La rechute est violente. Historique. Après deux saisons dans le creux de la vague après la crise sanitaire, les All Blacks arrivaient en Europe requinqués après avoir survolé le dernier Rugby Championship, signant quatre succès probants et remportant la compétition phare de l’hémisphère sud pour la 20e fois (10 fois depuis l’intégration de l’Argentine en 2012) avec notamment un succès 35-20 sur les Boks. Les nuages se dissipaient, pensait-on, après une série de revers humiliants, notamment cette série de test-matchs perdus à domicile face à l’Irlande (2-1) – une première depuis 1994 contre le XV de France de Pierre Berbizier – et un premier revers sur leurs terres contre l’Argentine.
Tout semblait appartenir au passé, les triples champions du monde (1987, 2011, 2015) avaient retrouvé cet été leur rugby spectaculaire, offensif, athlétique et ultra-efficace. Mais ça, c’était avant de croiser la route des Springboks, eux aussi triples champions du monde (1995, 2007, 2019), vendredi soir à Twickhenham. Pour une humiliation qui fera date. La plus lourde défaite de leur histoire. Il faut remonter à la demi-finale du Mondial 2019 contre l’Angleterre pour voir les Néo-Zélandais dominés et broyés à ce point.
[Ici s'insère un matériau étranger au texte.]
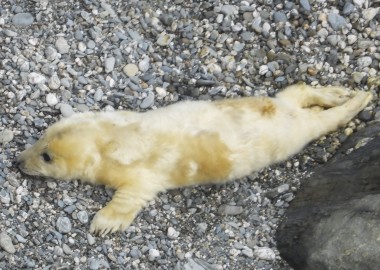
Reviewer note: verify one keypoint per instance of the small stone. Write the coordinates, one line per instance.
(230, 210)
(365, 115)
(82, 216)
(51, 99)
(351, 39)
(36, 78)
(336, 21)
(90, 239)
(148, 101)
(164, 39)
(279, 17)
(264, 253)
(263, 69)
(63, 225)
(66, 110)
(283, 188)
(109, 64)
(348, 8)
(364, 61)
(247, 252)
(62, 45)
(130, 70)
(305, 4)
(6, 243)
(370, 13)
(54, 82)
(93, 264)
(6, 136)
(22, 19)
(172, 233)
(358, 76)
(312, 71)
(98, 94)
(229, 10)
(144, 64)
(161, 92)
(153, 253)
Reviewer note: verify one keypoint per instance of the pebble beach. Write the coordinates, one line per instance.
(58, 58)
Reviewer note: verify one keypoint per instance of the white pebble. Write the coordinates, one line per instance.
(51, 99)
(161, 92)
(263, 69)
(36, 78)
(154, 253)
(172, 233)
(144, 64)
(164, 39)
(265, 253)
(131, 70)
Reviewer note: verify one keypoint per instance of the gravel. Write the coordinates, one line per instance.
(62, 57)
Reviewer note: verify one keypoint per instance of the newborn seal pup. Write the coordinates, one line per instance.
(188, 143)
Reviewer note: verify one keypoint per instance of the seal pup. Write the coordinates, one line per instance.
(187, 143)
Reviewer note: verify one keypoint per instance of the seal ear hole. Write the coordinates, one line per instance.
(46, 157)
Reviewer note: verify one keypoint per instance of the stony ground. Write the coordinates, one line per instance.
(60, 57)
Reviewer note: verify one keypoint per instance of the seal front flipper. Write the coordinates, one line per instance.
(119, 213)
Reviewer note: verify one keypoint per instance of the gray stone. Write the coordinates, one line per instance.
(62, 45)
(364, 61)
(279, 17)
(305, 4)
(22, 19)
(63, 225)
(66, 110)
(6, 243)
(334, 218)
(109, 64)
(230, 210)
(148, 101)
(228, 10)
(336, 21)
(6, 136)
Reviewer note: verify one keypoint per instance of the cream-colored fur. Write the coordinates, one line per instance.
(188, 143)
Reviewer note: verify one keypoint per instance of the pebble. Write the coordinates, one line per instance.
(82, 216)
(172, 233)
(148, 101)
(63, 224)
(305, 4)
(229, 10)
(90, 239)
(109, 64)
(62, 45)
(66, 110)
(230, 210)
(22, 19)
(364, 61)
(6, 243)
(279, 17)
(370, 13)
(54, 82)
(153, 253)
(144, 64)
(51, 99)
(131, 70)
(264, 253)
(336, 21)
(6, 136)
(36, 78)
(164, 39)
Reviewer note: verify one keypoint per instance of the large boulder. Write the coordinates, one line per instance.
(334, 221)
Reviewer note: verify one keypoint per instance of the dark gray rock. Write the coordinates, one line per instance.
(333, 223)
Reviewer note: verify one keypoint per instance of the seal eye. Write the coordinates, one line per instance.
(46, 157)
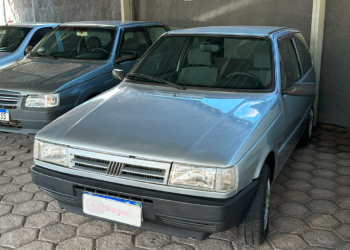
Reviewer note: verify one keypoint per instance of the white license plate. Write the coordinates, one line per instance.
(4, 115)
(111, 208)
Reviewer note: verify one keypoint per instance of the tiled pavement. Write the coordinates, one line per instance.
(310, 206)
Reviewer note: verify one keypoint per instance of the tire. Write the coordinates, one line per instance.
(255, 227)
(306, 137)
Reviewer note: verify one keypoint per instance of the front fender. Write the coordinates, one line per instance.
(249, 167)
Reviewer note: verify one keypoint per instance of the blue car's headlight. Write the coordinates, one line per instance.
(53, 153)
(202, 177)
(43, 101)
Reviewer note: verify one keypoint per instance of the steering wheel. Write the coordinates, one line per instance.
(100, 49)
(255, 79)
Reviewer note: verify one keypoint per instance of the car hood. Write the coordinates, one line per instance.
(188, 126)
(3, 54)
(42, 76)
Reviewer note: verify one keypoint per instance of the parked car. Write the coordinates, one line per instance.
(192, 139)
(69, 66)
(16, 37)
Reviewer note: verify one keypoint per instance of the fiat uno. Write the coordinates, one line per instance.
(192, 139)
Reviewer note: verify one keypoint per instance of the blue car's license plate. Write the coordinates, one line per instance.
(4, 115)
(112, 208)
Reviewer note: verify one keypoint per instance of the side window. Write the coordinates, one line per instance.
(134, 40)
(305, 57)
(290, 65)
(38, 35)
(155, 32)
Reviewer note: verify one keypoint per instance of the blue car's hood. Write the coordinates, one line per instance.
(167, 124)
(42, 76)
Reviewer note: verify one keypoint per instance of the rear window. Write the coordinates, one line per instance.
(305, 57)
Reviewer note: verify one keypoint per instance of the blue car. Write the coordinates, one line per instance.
(71, 65)
(191, 141)
(16, 38)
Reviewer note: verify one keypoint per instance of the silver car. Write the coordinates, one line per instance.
(192, 139)
(17, 37)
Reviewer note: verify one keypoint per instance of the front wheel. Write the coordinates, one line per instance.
(305, 139)
(255, 226)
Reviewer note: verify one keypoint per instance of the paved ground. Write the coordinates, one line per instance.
(310, 206)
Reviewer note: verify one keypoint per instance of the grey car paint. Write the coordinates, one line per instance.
(19, 53)
(75, 80)
(212, 128)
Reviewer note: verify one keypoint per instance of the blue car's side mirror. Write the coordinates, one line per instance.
(118, 74)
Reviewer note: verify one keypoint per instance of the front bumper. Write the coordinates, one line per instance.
(30, 120)
(174, 214)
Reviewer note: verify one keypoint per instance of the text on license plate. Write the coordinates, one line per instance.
(4, 115)
(112, 208)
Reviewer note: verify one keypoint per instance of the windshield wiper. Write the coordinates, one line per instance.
(156, 79)
(43, 55)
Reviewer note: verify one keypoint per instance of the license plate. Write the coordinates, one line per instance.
(112, 208)
(4, 115)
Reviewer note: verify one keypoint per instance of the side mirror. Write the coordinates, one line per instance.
(301, 89)
(118, 74)
(28, 50)
(127, 56)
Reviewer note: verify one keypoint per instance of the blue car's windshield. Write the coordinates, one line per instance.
(209, 61)
(77, 43)
(12, 37)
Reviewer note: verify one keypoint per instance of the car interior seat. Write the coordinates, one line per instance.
(199, 71)
(262, 68)
(93, 42)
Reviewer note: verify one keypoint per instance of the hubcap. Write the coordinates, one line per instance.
(267, 204)
(311, 122)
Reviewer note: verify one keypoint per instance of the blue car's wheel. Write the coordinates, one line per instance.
(255, 226)
(305, 139)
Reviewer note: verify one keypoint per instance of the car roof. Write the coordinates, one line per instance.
(228, 30)
(109, 23)
(30, 25)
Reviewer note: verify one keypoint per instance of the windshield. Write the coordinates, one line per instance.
(12, 37)
(77, 43)
(210, 61)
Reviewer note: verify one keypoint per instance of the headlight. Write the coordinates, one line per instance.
(201, 177)
(43, 101)
(57, 154)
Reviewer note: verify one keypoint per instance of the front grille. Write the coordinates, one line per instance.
(149, 172)
(11, 124)
(9, 100)
(187, 224)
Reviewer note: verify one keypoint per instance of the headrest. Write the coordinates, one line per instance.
(198, 57)
(131, 44)
(207, 47)
(262, 61)
(93, 42)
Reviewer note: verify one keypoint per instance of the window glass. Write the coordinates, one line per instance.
(135, 41)
(155, 32)
(38, 35)
(210, 61)
(305, 57)
(12, 37)
(77, 42)
(290, 65)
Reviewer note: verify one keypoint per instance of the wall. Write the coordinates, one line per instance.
(183, 14)
(66, 10)
(334, 98)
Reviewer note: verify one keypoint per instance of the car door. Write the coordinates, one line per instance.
(295, 108)
(131, 40)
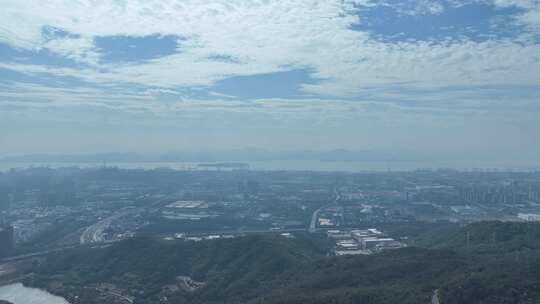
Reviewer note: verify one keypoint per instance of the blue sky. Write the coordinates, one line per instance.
(436, 77)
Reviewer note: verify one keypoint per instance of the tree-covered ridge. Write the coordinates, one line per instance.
(490, 262)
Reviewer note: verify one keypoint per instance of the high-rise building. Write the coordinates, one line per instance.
(6, 240)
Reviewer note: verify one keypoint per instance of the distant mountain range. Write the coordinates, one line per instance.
(236, 155)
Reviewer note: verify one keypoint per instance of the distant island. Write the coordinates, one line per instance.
(224, 165)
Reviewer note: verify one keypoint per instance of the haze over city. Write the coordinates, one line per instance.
(453, 80)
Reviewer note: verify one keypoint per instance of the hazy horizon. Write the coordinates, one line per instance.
(451, 80)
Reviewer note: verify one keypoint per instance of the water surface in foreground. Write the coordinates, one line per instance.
(19, 294)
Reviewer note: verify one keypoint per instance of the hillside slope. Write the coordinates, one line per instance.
(491, 262)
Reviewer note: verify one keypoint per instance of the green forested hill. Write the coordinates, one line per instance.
(490, 262)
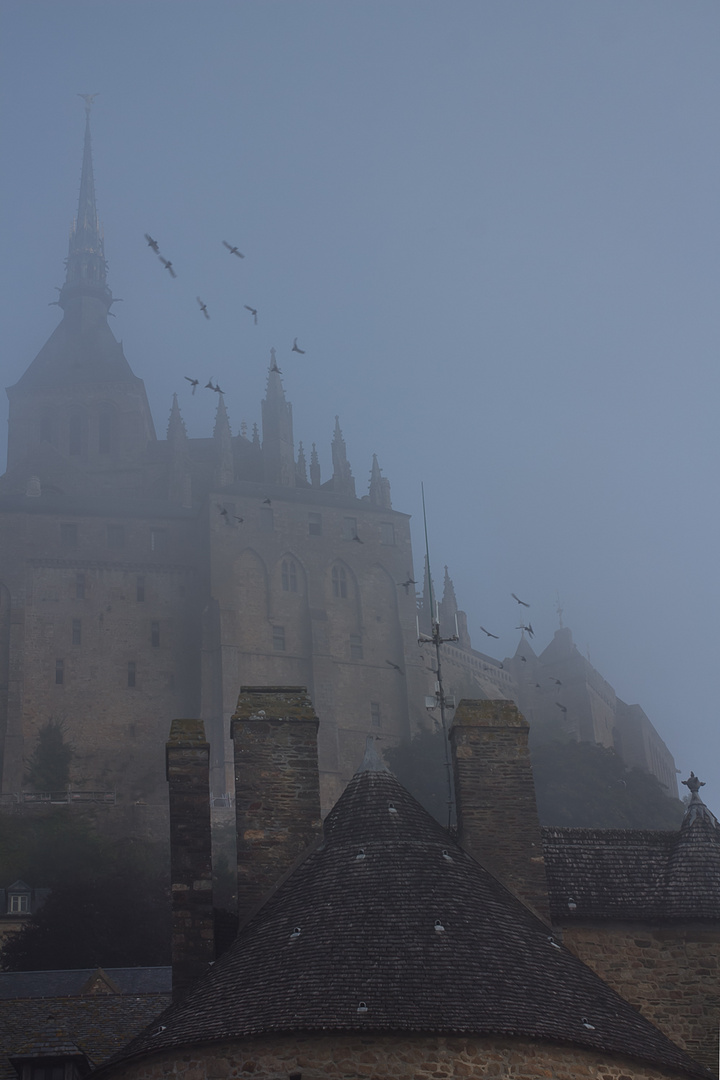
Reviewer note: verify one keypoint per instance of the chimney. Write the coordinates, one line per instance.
(274, 732)
(497, 812)
(187, 767)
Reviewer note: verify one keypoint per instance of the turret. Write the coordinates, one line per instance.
(225, 472)
(277, 447)
(342, 476)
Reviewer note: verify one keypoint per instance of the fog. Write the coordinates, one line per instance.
(493, 230)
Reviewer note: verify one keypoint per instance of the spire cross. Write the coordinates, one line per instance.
(89, 98)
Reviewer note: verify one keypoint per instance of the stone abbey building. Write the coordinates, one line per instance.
(144, 579)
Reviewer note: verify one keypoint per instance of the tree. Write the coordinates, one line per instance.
(109, 904)
(48, 768)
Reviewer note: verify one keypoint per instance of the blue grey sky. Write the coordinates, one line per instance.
(492, 226)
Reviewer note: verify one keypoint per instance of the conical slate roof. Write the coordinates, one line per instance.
(389, 926)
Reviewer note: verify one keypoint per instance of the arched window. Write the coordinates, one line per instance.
(289, 576)
(339, 581)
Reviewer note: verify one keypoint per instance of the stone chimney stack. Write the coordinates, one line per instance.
(497, 810)
(187, 766)
(274, 733)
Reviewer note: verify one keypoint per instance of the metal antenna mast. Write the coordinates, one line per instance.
(437, 640)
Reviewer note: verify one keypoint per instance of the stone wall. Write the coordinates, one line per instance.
(369, 1056)
(671, 974)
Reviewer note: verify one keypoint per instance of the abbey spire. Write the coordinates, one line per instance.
(86, 269)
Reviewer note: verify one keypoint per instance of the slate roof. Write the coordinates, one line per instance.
(352, 942)
(96, 1025)
(634, 875)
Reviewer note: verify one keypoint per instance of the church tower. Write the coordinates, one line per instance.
(79, 417)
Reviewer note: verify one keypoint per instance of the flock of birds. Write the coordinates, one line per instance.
(233, 250)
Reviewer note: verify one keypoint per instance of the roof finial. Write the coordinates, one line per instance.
(89, 98)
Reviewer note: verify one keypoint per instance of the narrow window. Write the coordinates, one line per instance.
(78, 435)
(116, 536)
(289, 577)
(339, 581)
(388, 534)
(106, 429)
(158, 539)
(69, 536)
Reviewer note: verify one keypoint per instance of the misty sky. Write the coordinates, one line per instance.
(494, 229)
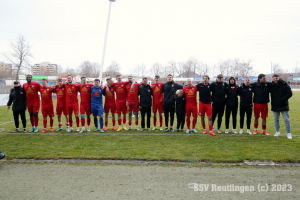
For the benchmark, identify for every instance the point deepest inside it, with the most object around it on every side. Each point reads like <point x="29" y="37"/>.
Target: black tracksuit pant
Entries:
<point x="16" y="118"/>
<point x="218" y="109"/>
<point x="180" y="120"/>
<point x="231" y="109"/>
<point x="145" y="110"/>
<point x="169" y="109"/>
<point x="248" y="111"/>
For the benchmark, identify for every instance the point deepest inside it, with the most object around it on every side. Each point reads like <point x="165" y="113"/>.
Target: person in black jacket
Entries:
<point x="218" y="89"/>
<point x="17" y="97"/>
<point x="145" y="92"/>
<point x="280" y="94"/>
<point x="169" y="89"/>
<point x="180" y="109"/>
<point x="245" y="92"/>
<point x="261" y="90"/>
<point x="231" y="104"/>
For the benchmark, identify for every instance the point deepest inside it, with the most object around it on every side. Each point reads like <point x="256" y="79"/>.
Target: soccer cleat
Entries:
<point x="277" y="134"/>
<point x="265" y="133"/>
<point x="212" y="133"/>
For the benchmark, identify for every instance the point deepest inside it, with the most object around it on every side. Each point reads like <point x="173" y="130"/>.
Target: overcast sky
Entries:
<point x="68" y="32"/>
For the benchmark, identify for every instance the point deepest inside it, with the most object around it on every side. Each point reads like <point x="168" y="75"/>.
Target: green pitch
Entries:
<point x="154" y="145"/>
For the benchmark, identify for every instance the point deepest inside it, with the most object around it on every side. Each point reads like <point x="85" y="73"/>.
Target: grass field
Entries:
<point x="155" y="145"/>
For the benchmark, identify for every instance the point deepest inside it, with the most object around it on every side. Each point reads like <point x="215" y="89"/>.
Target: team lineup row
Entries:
<point x="124" y="97"/>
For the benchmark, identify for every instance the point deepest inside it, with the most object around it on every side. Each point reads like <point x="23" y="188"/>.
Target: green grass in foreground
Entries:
<point x="150" y="147"/>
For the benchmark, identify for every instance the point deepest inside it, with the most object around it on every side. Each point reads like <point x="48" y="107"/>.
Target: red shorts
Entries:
<point x="85" y="108"/>
<point x="111" y="106"/>
<point x="34" y="108"/>
<point x="72" y="107"/>
<point x="191" y="109"/>
<point x="47" y="110"/>
<point x="205" y="108"/>
<point x="121" y="107"/>
<point x="260" y="108"/>
<point x="61" y="109"/>
<point x="133" y="106"/>
<point x="158" y="106"/>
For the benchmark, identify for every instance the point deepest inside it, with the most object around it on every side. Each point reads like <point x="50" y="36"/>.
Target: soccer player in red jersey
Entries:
<point x="85" y="103"/>
<point x="132" y="101"/>
<point x="61" y="103"/>
<point x="191" y="104"/>
<point x="47" y="104"/>
<point x="120" y="89"/>
<point x="33" y="102"/>
<point x="157" y="101"/>
<point x="110" y="103"/>
<point x="72" y="102"/>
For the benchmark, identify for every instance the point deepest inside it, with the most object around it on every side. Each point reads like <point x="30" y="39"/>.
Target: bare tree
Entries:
<point x="19" y="55"/>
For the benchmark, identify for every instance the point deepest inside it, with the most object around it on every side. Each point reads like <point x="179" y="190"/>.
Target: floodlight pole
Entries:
<point x="105" y="39"/>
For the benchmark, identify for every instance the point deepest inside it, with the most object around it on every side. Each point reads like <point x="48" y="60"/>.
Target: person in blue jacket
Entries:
<point x="96" y="104"/>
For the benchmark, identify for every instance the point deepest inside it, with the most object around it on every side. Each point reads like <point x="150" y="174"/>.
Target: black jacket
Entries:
<point x="169" y="89"/>
<point x="218" y="92"/>
<point x="17" y="97"/>
<point x="261" y="92"/>
<point x="145" y="93"/>
<point x="180" y="104"/>
<point x="232" y="92"/>
<point x="280" y="95"/>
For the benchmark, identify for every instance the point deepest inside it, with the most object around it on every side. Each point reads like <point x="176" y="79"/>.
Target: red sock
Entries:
<point x="154" y="121"/>
<point x="45" y="123"/>
<point x="89" y="120"/>
<point x="188" y="122"/>
<point x="71" y="122"/>
<point x="51" y="123"/>
<point x="194" y="122"/>
<point x="77" y="121"/>
<point x="32" y="121"/>
<point x="160" y="121"/>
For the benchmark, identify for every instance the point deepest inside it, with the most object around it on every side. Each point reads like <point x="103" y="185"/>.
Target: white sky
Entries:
<point x="68" y="32"/>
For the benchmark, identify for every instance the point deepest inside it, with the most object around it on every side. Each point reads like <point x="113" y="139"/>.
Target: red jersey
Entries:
<point x="61" y="95"/>
<point x="157" y="92"/>
<point x="120" y="90"/>
<point x="46" y="94"/>
<point x="133" y="96"/>
<point x="110" y="96"/>
<point x="71" y="93"/>
<point x="85" y="92"/>
<point x="32" y="92"/>
<point x="190" y="95"/>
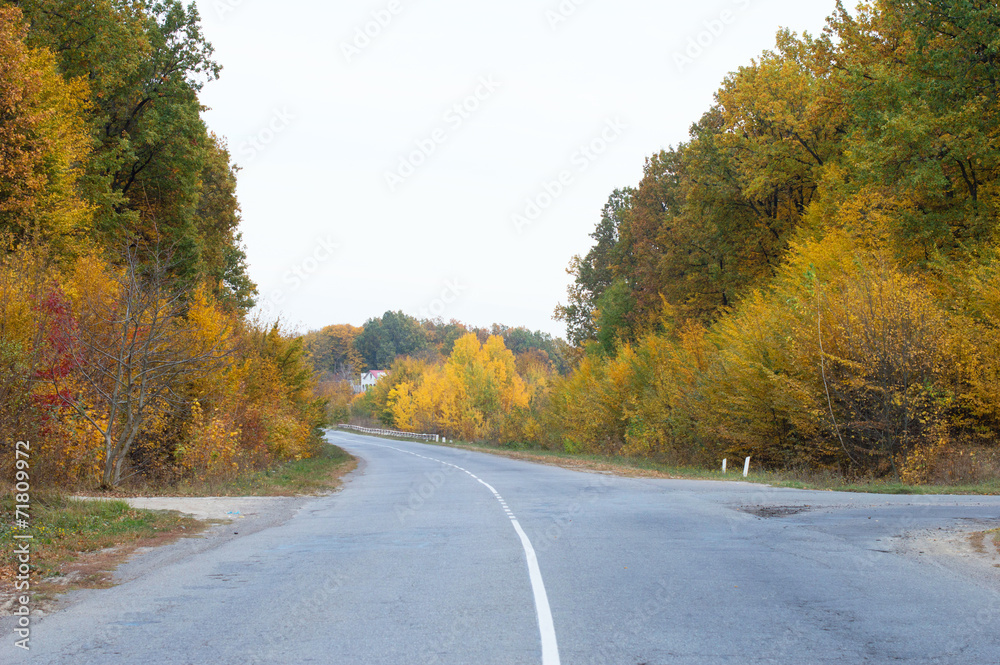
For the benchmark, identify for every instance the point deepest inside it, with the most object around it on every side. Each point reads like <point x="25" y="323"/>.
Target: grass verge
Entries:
<point x="76" y="544"/>
<point x="645" y="468"/>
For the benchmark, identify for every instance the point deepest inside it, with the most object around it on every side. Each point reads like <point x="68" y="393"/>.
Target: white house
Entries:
<point x="369" y="379"/>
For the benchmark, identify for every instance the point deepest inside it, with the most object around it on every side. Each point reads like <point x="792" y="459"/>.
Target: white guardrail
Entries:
<point x="389" y="432"/>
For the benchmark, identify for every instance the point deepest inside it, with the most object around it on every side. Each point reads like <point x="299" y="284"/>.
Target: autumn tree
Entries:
<point x="131" y="349"/>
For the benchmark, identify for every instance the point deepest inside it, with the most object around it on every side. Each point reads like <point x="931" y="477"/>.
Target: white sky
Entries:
<point x="316" y="130"/>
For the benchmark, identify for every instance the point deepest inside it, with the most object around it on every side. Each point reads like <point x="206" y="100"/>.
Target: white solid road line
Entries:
<point x="546" y="627"/>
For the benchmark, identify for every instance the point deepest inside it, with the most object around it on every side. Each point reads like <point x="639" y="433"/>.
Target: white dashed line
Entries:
<point x="546" y="627"/>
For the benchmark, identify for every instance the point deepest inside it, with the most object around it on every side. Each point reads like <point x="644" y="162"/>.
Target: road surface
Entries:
<point x="432" y="555"/>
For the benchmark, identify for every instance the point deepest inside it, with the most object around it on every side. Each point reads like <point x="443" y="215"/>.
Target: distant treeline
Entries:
<point x="811" y="279"/>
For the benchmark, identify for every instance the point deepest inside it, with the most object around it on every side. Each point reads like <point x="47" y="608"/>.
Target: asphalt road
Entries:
<point x="426" y="557"/>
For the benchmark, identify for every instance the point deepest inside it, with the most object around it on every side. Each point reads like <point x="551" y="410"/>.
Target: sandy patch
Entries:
<point x="207" y="507"/>
<point x="971" y="553"/>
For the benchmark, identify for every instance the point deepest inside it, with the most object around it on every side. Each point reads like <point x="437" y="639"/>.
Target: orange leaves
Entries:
<point x="477" y="394"/>
<point x="44" y="141"/>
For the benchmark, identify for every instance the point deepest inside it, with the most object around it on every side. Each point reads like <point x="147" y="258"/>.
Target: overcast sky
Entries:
<point x="449" y="157"/>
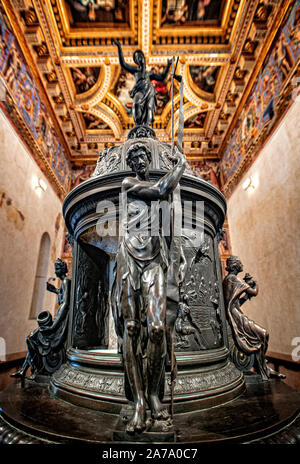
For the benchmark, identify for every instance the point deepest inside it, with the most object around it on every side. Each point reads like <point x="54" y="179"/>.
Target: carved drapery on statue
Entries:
<point x="249" y="337"/>
<point x="45" y="345"/>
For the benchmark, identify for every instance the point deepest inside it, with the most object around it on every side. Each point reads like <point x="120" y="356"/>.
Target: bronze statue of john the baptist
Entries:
<point x="140" y="286"/>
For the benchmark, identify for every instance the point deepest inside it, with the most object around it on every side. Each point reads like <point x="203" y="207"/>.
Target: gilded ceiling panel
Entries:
<point x="222" y="46"/>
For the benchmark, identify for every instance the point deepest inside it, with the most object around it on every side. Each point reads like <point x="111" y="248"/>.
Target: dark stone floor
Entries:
<point x="265" y="412"/>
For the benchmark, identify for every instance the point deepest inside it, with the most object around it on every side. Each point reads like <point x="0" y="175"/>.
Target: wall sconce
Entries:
<point x="38" y="185"/>
<point x="250" y="183"/>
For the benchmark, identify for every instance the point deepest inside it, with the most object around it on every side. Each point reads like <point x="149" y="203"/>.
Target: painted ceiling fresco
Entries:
<point x="176" y="12"/>
<point x="82" y="12"/>
<point x="237" y="59"/>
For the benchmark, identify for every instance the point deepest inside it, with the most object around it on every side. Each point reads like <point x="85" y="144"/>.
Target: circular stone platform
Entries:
<point x="267" y="412"/>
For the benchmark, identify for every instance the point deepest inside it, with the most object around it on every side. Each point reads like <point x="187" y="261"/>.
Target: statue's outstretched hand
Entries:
<point x="116" y="42"/>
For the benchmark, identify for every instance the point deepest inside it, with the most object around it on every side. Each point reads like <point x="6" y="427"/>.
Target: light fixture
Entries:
<point x="38" y="185"/>
<point x="251" y="183"/>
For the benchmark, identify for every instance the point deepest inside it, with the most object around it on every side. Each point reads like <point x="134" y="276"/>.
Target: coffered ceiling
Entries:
<point x="68" y="44"/>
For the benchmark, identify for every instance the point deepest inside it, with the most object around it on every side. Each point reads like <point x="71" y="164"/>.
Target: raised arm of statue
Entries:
<point x="64" y="306"/>
<point x="162" y="188"/>
<point x="163" y="75"/>
<point x="51" y="288"/>
<point x="123" y="64"/>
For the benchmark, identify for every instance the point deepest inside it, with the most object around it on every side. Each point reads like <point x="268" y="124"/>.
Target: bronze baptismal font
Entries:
<point x="149" y="343"/>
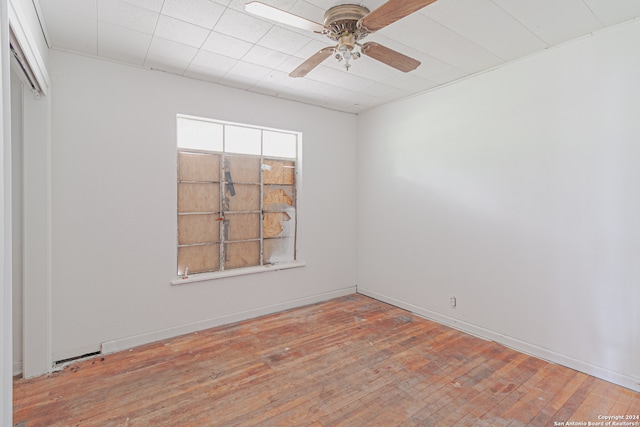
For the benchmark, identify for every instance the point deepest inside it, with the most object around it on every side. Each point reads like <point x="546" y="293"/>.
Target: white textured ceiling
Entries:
<point x="216" y="40"/>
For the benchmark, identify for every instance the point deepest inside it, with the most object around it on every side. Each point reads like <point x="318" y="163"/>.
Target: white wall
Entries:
<point x="5" y="223"/>
<point x="515" y="191"/>
<point x="16" y="205"/>
<point x="114" y="205"/>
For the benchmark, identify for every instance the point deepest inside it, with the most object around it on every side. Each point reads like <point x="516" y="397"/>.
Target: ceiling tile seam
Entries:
<point x="153" y="34"/>
<point x="522" y="24"/>
<point x="473" y="43"/>
<point x="427" y="55"/>
<point x="594" y="14"/>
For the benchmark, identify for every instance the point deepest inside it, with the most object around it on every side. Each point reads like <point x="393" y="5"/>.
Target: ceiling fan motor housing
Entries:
<point x="343" y="19"/>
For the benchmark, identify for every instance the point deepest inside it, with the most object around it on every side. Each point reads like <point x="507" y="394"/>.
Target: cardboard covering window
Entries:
<point x="236" y="208"/>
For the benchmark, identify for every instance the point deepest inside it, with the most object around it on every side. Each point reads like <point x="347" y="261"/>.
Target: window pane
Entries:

À moins de deux semaines de l’ouverture de la Coupe du monde (8 septembre-28 octobre) contre la France, les vieux démons ont sauvagement ressurgi dans les têtes néo-zélandaises. Une équipe archi dominée physiquement, une discipline rédhibitoire (deux cartons jaunes en un quart d’heure et un carton rouge pour Scott Barrett dans la foulée, qui manquera au moins le match d’ouverture) et, plus grave, aucune solution offensive, un jeu totalement amorphe et transparent. Incapable de se dépêtrer du rouleau compresseur sud-africain.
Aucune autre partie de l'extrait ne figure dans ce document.